We already had a Kubernetes platform. Running runners as pods meant the existing autoscaling, observability, secret management, and on-call runbooks applied unchanged. We weren't building a new system; we were giving an existing system one more workload.

The specific tool of choice is ARC — Actions Runner Controller. It's the official-blessed-by-GitHub way to run runners on Kubernetes. The model is straightforward: you tell ARC how many runners you want (or how many it should scale up to under load), and it spins ephemeral pods that register themselves with GitHub, pick up jobs, run them, and exit. Each job gets a clean pod — no shared state to leak between unrelated workflows.

Two ARC modes worth knowing:

Workflow-job scale set: runners are scaled based on queued workflow jobs. You define a runner scale set (basically a runner pool with a label), workflows opt in with runs-on: <scale-set-name>, and ARC scales pods up and down to match queue depth. This is the modern recommended pattern.
Repository or organization runners: the older pattern, still supported. Less elastic, more manual capacity planning.
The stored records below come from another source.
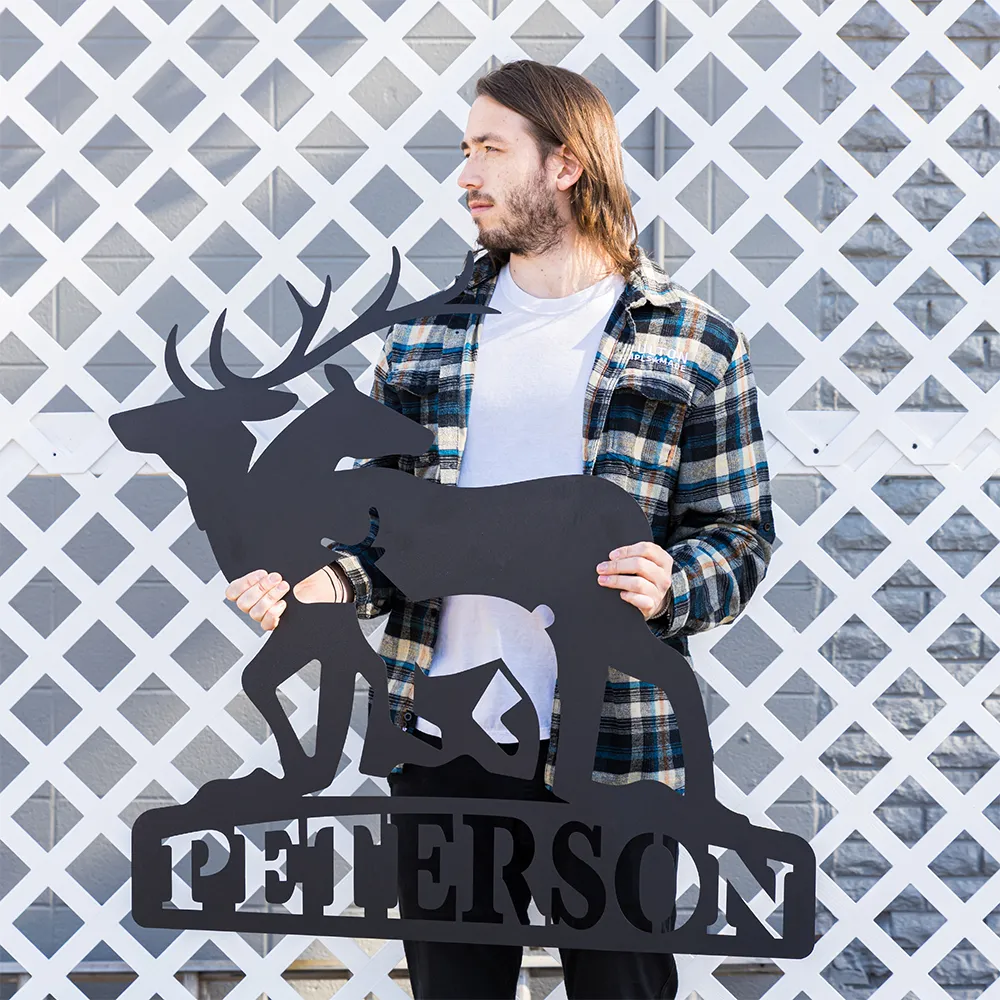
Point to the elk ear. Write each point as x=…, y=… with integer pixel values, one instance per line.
x=339, y=378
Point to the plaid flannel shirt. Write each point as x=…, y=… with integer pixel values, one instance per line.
x=671, y=417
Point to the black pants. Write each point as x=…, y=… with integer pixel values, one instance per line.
x=441, y=971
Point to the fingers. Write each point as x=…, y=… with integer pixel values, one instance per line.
x=634, y=566
x=271, y=616
x=635, y=585
x=646, y=550
x=268, y=601
x=647, y=605
x=256, y=592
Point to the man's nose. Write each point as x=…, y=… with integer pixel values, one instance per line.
x=468, y=178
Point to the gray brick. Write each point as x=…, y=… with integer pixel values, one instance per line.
x=960, y=858
x=906, y=822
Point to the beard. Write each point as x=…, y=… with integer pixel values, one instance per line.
x=533, y=226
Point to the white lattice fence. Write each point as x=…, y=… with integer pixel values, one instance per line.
x=163, y=161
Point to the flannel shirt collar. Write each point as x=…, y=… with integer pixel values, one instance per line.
x=648, y=282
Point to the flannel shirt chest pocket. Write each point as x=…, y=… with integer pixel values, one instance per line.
x=414, y=382
x=648, y=407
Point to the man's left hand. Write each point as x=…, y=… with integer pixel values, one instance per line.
x=642, y=573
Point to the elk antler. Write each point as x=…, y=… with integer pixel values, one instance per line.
x=375, y=317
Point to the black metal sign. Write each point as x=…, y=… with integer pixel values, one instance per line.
x=603, y=871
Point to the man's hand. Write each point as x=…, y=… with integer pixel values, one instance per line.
x=642, y=573
x=261, y=594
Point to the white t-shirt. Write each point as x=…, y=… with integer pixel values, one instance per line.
x=525, y=422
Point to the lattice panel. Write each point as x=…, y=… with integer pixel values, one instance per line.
x=209, y=152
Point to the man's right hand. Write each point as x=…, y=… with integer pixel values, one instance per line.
x=262, y=594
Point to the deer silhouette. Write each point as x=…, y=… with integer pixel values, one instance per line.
x=532, y=543
x=521, y=542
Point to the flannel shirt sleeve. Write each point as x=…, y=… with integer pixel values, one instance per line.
x=373, y=592
x=721, y=526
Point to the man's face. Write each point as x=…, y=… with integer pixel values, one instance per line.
x=511, y=193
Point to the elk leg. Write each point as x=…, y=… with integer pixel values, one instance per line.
x=304, y=629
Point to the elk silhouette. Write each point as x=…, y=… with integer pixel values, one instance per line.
x=534, y=542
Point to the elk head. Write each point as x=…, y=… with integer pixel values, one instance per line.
x=201, y=435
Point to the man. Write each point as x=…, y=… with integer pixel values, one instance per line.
x=588, y=328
We went with the scale-set model. It just behaves more sensibly under bursty traffic.

What we actually had to think about

The "spin up pods that run untrusted code" framing should set off security alarms, and it did. A few decisions worth recording:

Ephemeral pods, no persistent volumes. Every job gets a fresh container; nothing survives. This isn't optional — it's the security boundary.
A dedicated namespace with its own resource quotas, network policies blocking lateral movement, and no access to cluster-internal services it didn't need.
No privileged containers in the default runner image. Workflows that genuinely need Docker-in-Docker use a separately configured runner image with documented warnings, not the default.
Secret management — GitHub Actions secrets are still the source of truth and are injected by GitHub into the job's environment. We didn't try to remap that. What we did add was scoped Kubernetes secrets for runner registration tokens, managed by external-secrets-operator.
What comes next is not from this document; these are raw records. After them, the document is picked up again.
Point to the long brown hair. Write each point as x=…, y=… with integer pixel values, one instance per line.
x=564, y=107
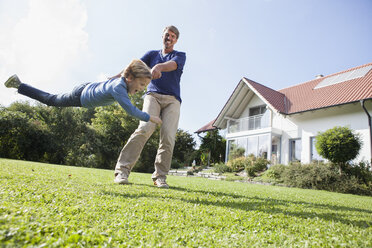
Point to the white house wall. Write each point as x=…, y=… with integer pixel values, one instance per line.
x=255, y=102
x=308, y=124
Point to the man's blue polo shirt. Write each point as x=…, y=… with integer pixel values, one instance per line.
x=169, y=83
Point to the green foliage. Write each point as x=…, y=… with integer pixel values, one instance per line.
x=184, y=147
x=204, y=158
x=338, y=145
x=221, y=168
x=274, y=174
x=176, y=164
x=250, y=164
x=79, y=136
x=237, y=164
x=214, y=143
x=254, y=165
x=236, y=152
x=312, y=176
x=21, y=137
x=357, y=179
x=45, y=205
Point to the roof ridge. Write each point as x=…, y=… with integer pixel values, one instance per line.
x=330, y=75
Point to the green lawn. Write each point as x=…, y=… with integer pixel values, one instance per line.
x=61, y=206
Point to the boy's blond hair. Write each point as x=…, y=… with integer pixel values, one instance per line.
x=137, y=69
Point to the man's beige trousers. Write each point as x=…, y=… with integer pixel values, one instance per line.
x=168, y=108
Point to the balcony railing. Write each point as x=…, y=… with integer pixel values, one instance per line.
x=249, y=123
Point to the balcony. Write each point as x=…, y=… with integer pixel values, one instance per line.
x=249, y=123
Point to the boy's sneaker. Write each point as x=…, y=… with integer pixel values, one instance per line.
x=161, y=183
x=13, y=82
x=121, y=178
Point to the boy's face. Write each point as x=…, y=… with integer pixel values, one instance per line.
x=137, y=85
x=169, y=39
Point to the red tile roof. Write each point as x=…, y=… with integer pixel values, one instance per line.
x=304, y=97
x=207, y=127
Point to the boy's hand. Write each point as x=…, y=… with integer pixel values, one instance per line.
x=156, y=72
x=155, y=119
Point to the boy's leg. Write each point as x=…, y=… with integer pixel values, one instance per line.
x=71, y=99
x=133, y=148
x=170, y=117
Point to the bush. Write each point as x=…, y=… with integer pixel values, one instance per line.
x=221, y=168
x=274, y=174
x=311, y=176
x=255, y=165
x=175, y=164
x=237, y=164
x=338, y=145
x=250, y=164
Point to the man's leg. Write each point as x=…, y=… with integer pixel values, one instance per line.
x=133, y=148
x=170, y=117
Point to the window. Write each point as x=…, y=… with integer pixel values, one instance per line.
x=257, y=110
x=295, y=150
x=255, y=115
x=252, y=145
x=263, y=145
x=314, y=153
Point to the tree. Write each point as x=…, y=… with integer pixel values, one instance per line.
x=184, y=147
x=339, y=145
x=215, y=144
x=21, y=137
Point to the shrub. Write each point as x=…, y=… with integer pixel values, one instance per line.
x=274, y=174
x=255, y=165
x=338, y=145
x=237, y=164
x=175, y=164
x=250, y=164
x=311, y=176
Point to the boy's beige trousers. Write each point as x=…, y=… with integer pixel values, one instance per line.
x=168, y=108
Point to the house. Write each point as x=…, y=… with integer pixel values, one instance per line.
x=281, y=125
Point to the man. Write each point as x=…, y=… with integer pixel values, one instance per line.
x=162, y=99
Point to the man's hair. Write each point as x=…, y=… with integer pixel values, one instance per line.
x=173, y=29
x=138, y=69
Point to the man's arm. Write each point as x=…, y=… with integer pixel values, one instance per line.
x=163, y=67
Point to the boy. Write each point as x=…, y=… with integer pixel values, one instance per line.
x=134, y=78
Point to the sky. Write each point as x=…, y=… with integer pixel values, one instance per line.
x=55, y=45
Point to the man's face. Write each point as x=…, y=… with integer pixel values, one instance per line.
x=137, y=85
x=169, y=39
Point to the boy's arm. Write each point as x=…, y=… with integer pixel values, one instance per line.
x=163, y=67
x=120, y=74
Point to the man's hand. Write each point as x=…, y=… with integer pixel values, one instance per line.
x=156, y=72
x=155, y=119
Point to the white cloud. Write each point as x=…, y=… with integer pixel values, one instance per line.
x=43, y=45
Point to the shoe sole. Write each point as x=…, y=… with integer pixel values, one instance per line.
x=166, y=186
x=9, y=83
x=121, y=181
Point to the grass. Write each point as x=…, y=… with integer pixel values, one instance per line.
x=44, y=205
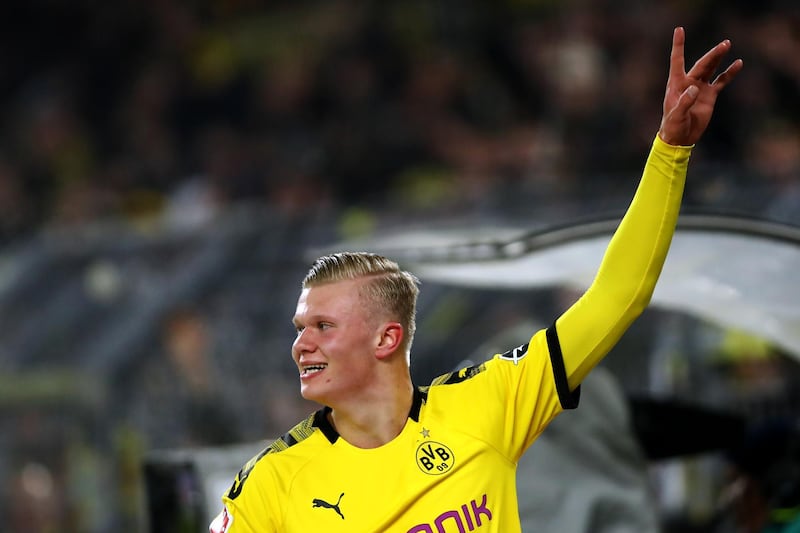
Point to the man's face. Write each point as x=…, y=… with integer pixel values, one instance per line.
x=335, y=344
The biggest non-security gotcha was caching. GitHub-hosted runners come with a generous remote cache (actions/cache) and a fast disk by default. Self-hosted pods don't, and a naive setup is slower than GitHub-hosted because every job starts from cold. We ended up running a dedicated S3-compatible cache backend (MinIO in-cluster) that actions/cache writes to via a custom action. With the cache warm, builds were faster than GitHub-hosted; without it, slower.

What translated

The biggest wins were the boring ones:

Build times dropped, especially for image-pull-heavy jobs running on the same network as the registry.
Costs dropped significantly — to the point that the cluster overhead of running ARC was a rounding error relative to the savings.
Developers didn't notice. The workflow file changed one line (runs-on), the rest of the developer experience stayed identical.

What I'm bringing home

The homelab version is the same architecture at smaller scale. I have a Talos cluster already, ARC runs cleanly on it, and the homelab GitHub org has exactly enough Actions activity (this site, a few homelab repos) to make the exercise worth doing — not for cost reasons but for the operational pattern. Running ARC at home means I'll see what happens when the controller restarts, when the runner image gets stale, when a job hangs. Those are the same failures as in production, just lower-stakes.

The plan:

ARC controller deployed via Helm, GitOps-managed through the same ArgoCD setup described here.
One runner scale set, sized for 0–3 pods.
MinIO already runs in the cluster for other things; I'll point actions/cache at it.
Network policies cribbed from the work pattern, adjusted for homelab realities.

I'll write up the homelab version once it's been chugging for a month. The interesting part won't be the happy path — it'll be whatever breaks first.